China Life has reportedly become the first Chinese insurer to be granted a license to raise a private equity fund, making another regulatory breakthrough for China’s private equity industry.
The Chinese company has formed a team of 20 to 30 people to identify investment opportunities and is close to its first deal, according to Chinese business newspaper 21st Century Business Herald. The target size of the fund and its investment strategy could not be determined at press time.
China Life declined to comment, while the China Insurance Regulatory Commission (CIRC) could not be reached for comment.
Last August, the CIRC introduced a temporary measure allowing China-registered insurance companies to invest no higher than 5 percent of their latest quarter’s total assets either directly or indirectly into domestic private equity. This was a move seen by industry insiders a milestone in the development and institutionalisation of the country’s private equity industry.

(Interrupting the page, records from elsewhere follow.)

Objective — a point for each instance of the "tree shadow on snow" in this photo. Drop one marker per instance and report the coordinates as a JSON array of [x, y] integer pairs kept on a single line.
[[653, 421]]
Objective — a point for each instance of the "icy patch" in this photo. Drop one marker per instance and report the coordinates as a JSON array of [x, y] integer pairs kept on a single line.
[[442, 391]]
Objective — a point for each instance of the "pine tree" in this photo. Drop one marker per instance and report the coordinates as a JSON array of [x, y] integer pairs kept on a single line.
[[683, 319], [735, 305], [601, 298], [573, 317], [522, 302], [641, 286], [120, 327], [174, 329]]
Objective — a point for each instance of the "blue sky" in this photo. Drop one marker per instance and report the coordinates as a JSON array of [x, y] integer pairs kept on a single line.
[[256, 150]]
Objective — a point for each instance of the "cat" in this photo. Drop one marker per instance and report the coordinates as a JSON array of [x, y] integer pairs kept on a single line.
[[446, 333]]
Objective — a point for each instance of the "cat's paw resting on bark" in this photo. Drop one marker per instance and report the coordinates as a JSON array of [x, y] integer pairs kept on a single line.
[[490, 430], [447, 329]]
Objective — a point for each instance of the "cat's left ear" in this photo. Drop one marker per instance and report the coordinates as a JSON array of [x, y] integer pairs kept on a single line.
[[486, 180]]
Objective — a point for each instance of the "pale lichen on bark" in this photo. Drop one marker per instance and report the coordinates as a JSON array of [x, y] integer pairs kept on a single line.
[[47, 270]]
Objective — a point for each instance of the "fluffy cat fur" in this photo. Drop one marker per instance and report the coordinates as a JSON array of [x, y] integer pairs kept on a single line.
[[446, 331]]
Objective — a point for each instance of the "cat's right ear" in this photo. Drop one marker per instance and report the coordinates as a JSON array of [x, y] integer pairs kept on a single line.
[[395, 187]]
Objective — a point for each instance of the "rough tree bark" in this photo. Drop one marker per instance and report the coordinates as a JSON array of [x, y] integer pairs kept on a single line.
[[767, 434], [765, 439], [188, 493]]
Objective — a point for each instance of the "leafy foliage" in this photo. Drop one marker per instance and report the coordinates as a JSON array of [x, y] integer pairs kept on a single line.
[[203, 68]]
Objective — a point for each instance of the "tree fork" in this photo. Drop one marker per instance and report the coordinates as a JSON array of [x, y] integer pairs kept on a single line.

For domestic fund managers, the most obvious plus was the creation of another rich vein of capital to potentially tap into on the fundraising trail. With substantial assets under management and long investment horizons, insurance companies were expected as a good addition to China’s limited LP base, which largely consists of high net worth individuals and government-related bodies.

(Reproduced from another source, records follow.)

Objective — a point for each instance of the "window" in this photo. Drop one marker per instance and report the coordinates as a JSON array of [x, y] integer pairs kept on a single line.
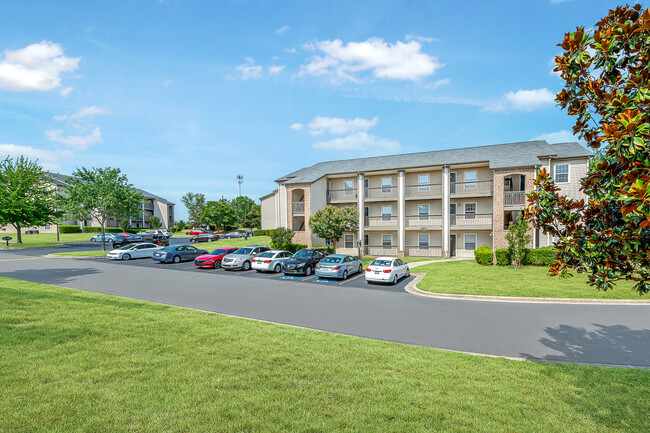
[[561, 173], [470, 179], [423, 181], [470, 242], [423, 212], [386, 185]]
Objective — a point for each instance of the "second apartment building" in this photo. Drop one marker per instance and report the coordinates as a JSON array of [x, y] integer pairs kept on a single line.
[[430, 204]]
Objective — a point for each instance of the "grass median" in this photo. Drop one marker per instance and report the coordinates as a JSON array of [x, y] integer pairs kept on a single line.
[[470, 278], [76, 361]]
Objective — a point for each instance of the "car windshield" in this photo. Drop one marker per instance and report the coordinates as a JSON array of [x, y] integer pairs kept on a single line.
[[303, 254], [332, 260]]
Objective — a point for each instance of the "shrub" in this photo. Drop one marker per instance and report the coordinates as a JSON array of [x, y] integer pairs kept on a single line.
[[483, 255], [69, 229]]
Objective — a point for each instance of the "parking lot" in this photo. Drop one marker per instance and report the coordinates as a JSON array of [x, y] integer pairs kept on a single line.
[[356, 280]]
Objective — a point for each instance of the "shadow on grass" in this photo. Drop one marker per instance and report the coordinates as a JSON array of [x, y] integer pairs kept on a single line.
[[615, 345]]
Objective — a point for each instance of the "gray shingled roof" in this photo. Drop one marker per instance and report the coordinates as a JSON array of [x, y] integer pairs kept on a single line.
[[499, 156]]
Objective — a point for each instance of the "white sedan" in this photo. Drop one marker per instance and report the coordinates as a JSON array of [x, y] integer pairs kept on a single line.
[[133, 251], [386, 270]]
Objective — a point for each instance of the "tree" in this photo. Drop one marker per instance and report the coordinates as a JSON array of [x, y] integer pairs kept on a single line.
[[27, 197], [331, 222], [194, 204], [518, 238], [242, 205], [253, 219], [218, 215], [100, 193], [608, 90], [154, 222]]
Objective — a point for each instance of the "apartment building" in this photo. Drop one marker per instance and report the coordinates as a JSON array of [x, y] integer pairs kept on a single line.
[[430, 204]]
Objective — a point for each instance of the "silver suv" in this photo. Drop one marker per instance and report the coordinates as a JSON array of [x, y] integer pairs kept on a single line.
[[241, 259]]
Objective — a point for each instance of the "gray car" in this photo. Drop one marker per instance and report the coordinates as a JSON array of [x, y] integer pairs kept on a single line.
[[243, 257]]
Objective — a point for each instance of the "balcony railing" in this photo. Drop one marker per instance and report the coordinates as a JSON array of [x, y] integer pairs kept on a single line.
[[470, 189], [381, 221], [514, 198], [471, 220], [341, 195], [427, 221], [424, 191]]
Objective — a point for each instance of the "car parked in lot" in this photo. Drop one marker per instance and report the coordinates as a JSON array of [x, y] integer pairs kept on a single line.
[[133, 251], [270, 261], [386, 270], [338, 266], [205, 237], [213, 259], [242, 258], [304, 261], [177, 253]]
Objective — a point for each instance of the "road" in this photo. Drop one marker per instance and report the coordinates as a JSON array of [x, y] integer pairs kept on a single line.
[[616, 335]]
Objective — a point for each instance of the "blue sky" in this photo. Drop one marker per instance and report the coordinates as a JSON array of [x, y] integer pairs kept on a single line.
[[184, 95]]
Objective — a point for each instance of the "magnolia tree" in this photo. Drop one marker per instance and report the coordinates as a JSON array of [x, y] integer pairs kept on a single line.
[[608, 91]]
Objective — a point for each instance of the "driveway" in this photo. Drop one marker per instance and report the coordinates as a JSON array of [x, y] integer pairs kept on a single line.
[[588, 334]]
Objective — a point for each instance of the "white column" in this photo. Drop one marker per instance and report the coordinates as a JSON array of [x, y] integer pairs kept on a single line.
[[445, 212], [401, 188], [361, 193]]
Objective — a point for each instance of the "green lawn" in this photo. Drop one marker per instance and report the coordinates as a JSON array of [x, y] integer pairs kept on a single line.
[[74, 361], [468, 277]]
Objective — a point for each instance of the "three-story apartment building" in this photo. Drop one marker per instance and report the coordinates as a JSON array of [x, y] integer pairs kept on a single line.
[[430, 204]]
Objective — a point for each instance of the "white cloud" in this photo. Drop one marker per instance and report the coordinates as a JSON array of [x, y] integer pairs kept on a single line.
[[74, 141], [84, 112], [35, 67], [399, 61], [338, 126], [362, 142], [523, 100]]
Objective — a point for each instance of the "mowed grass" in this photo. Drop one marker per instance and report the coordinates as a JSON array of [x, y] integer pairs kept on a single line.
[[470, 278], [75, 361]]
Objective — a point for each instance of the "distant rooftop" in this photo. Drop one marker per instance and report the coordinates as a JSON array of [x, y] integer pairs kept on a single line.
[[498, 156]]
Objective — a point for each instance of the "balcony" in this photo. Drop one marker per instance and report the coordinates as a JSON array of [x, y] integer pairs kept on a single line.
[[347, 195], [471, 221], [471, 189], [424, 191]]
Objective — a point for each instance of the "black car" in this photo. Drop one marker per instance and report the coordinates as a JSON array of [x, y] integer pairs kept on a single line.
[[303, 261]]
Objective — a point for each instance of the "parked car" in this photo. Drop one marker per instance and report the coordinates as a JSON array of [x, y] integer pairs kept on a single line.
[[338, 266], [304, 261], [205, 237], [270, 261], [241, 259], [177, 253], [133, 251], [213, 259], [386, 270]]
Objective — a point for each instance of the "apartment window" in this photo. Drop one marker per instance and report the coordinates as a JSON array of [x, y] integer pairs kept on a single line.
[[423, 182], [562, 173], [386, 185], [470, 242], [423, 212], [386, 213], [470, 179]]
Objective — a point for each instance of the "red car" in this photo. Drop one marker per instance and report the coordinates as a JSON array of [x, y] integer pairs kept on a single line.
[[213, 259]]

It's unclear, however, how much existing fund managers will benefit should insurers opt instead to anchor and raise third party funds themselves.
China Life might not be the only insurer to have such aspirations, according to one Hong Kong-based fund of funds manger. He said that most private equity-bound insurance capital thus far has gone towards direct deals. He added, however, that that was still good for the industry, given the insurers' longer term investment horizons.